07 março 2020

Nem Portugal, nem Brasil: nossa verdadeira pátria é a língua portuguesa,

  O que quer, o que pode esta língua? Ah, pode nos encantar a todos e a todos seduzir, esta língua portuguesa, tão sonoramente gostosa, tão vária e tão bela, que encerra um “assombro vocálico em que os sons são cores ideais”, como definiu Bernardo Soares. Aliás, este escritor português, em meados do século passado, escreveu um texto que até hoje reverbera grandemente entre nós, habitantes dos países que têm o Português como língua materna. Decidido, com segurança, destemor e ousadia, no referido texto Bernardo nos diz que a ele pouco importava, que nada se lhe dava se um dia Portugal fosse invadido, se o solo lusitano fosse tomado por quem quer que fosse, porque sua única pátria era outra: a língua portuguesa. A esta não admitia, sob nenhuma hipótese, que tratassem com apedeutismo, insciência, incúria. Literal e literariamente assim nos asseveravou Bernardo Soares: “Não tenho sentimento nenhum político ou social. Tenho, porém, num sentido, um alto sentimento patriótico. Minha pátria é a língua portuguesa. Nada me pesaria que invadissem ou tomassem Portugal, desde que não me incomodassem pessoalmente.”    
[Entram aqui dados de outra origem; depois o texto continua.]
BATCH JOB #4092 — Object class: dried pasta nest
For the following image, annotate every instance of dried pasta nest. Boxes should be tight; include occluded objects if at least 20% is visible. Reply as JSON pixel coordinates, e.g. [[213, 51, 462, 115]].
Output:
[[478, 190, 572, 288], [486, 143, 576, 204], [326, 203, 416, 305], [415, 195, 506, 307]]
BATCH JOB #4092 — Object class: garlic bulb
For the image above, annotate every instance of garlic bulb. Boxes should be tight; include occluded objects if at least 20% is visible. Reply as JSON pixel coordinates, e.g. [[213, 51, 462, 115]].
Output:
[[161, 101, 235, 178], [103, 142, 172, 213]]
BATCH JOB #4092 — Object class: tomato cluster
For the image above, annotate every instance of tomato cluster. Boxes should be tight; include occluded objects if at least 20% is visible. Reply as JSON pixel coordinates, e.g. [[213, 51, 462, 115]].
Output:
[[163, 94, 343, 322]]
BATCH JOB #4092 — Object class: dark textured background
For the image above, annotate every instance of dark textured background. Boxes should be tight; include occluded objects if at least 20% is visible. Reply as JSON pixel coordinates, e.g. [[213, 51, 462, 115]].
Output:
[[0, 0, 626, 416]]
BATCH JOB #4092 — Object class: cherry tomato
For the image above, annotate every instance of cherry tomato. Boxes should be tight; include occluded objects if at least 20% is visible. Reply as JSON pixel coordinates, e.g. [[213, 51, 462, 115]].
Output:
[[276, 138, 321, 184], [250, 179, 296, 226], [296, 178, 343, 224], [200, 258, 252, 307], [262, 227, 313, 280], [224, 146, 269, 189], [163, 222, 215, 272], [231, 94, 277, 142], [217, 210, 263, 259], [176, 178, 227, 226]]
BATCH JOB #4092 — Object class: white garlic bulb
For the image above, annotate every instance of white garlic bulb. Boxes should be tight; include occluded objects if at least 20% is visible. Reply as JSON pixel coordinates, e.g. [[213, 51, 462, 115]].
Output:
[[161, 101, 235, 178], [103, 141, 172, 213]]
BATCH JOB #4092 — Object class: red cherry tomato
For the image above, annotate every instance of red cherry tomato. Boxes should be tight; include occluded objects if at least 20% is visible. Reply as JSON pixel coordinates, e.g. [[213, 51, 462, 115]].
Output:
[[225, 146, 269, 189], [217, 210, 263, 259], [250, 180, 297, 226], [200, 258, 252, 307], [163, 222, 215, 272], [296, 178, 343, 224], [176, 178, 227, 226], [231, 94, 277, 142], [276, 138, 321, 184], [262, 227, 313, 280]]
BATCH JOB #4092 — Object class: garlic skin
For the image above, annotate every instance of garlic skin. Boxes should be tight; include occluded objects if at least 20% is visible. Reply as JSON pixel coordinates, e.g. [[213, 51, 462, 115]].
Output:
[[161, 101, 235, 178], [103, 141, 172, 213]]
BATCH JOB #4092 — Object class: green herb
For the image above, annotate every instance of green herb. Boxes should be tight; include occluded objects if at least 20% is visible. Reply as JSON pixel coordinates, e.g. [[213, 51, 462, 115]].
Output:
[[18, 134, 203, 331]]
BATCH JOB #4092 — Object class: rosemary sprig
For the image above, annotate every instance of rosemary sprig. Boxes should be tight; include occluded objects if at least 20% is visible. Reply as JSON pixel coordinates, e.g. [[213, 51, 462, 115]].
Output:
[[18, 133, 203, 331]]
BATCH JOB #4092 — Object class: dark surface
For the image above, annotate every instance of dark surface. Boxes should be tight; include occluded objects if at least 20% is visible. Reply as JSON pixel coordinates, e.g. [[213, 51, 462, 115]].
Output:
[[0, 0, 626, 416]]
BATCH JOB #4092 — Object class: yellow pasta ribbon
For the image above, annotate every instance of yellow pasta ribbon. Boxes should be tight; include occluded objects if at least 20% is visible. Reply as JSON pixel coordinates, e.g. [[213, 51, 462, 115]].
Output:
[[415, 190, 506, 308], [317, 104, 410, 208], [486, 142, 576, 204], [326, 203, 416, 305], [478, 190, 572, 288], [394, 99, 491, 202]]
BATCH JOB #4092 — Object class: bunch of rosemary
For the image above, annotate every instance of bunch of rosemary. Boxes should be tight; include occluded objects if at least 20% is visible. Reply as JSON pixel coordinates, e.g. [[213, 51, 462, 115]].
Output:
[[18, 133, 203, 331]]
Tanto tempo se passou e até hoje a mencionada frase é motivo de grandes burburinhos, discordâncias e de controvertidas análises, tanto mais por sabermos que Bernardo Soares é outro dos muitos heterônimos utilizados pelo escritor Fernando Pessoa, dos quais se valia para dizer o que lhe ia na sua rica alma de poeta, escritor e intelectual. 
Grandes escritores e poetas portugueses ensinaram a nós, do Brasil, a amar o idioma que um dia nos chegou a bordo de caravelas lusitanas. Através dele, talentosos escritores, cantores, compositores. cineastas e atores brasileiros se expressam, se manifestam por palcos, telas, recantos do mundo todo, encantando plateias de idiomas diversos e ampliando enormemente a força e a glória que esta língua encerra.   
Passados mais de 500 anos, no Brasil a língua portuguesa foi criando uma forma própria de ser, aqui se permitindo todas as influências e mudanças possíveis. Hoje, nosso idioma comporta galicismos, anglicanismos, neologismos e influências as mais diversas, temos diferenças na forma de falar de acordo com cada região deste país tão extenso, erros acolhidos e incorporados, gírias inumeráveis que sempre se renovam. Nesses tempos de globalização, a cultura brasileira, por sua criatividade e força comunicativa, se faz conhecida em diversos países do mundo. Em parte, isso se deve à internet e ao veículo TV, notadamente às novelas feitas por aqui, uma febre em muitos países há dezenas de anos. Em Portugal, Angola, Moçambique e em países outros, os habitantes locais tomam conhecimento e terminam mesmo adotando as gírias, o gestual, o vocabulário, este modo de falar exuberante, pontuado pela irreverência do povo brasileiro, um modo bem pouco restrito a normas e dogmas idiomáticos. Assim nos expressamos nós, nativos desta terra que um dia Cabral encontrou dando sopa, dando mole, dando a maior bobeira aqui pelos trópicos. Desta nossa maneira de falar o Português, melhor não pensar o que poderiam dizer Luís de Camões, Eça de Queiroz e o Padre António Vieira. Muito menos o que pensariam e diriam Bernardo Soares, autor da tão polêmica frase, e Fernando Pessoa. Estes dois, aliás, ainda que em alguns pontos pudessem divergir entre si, certamente teriam opiniões semelhantes e bem pouco lisonjeiras sobre este modo que muitas vezes nós, brasileiros, usamos para falar e escrever esta tão amada língua portuguesa.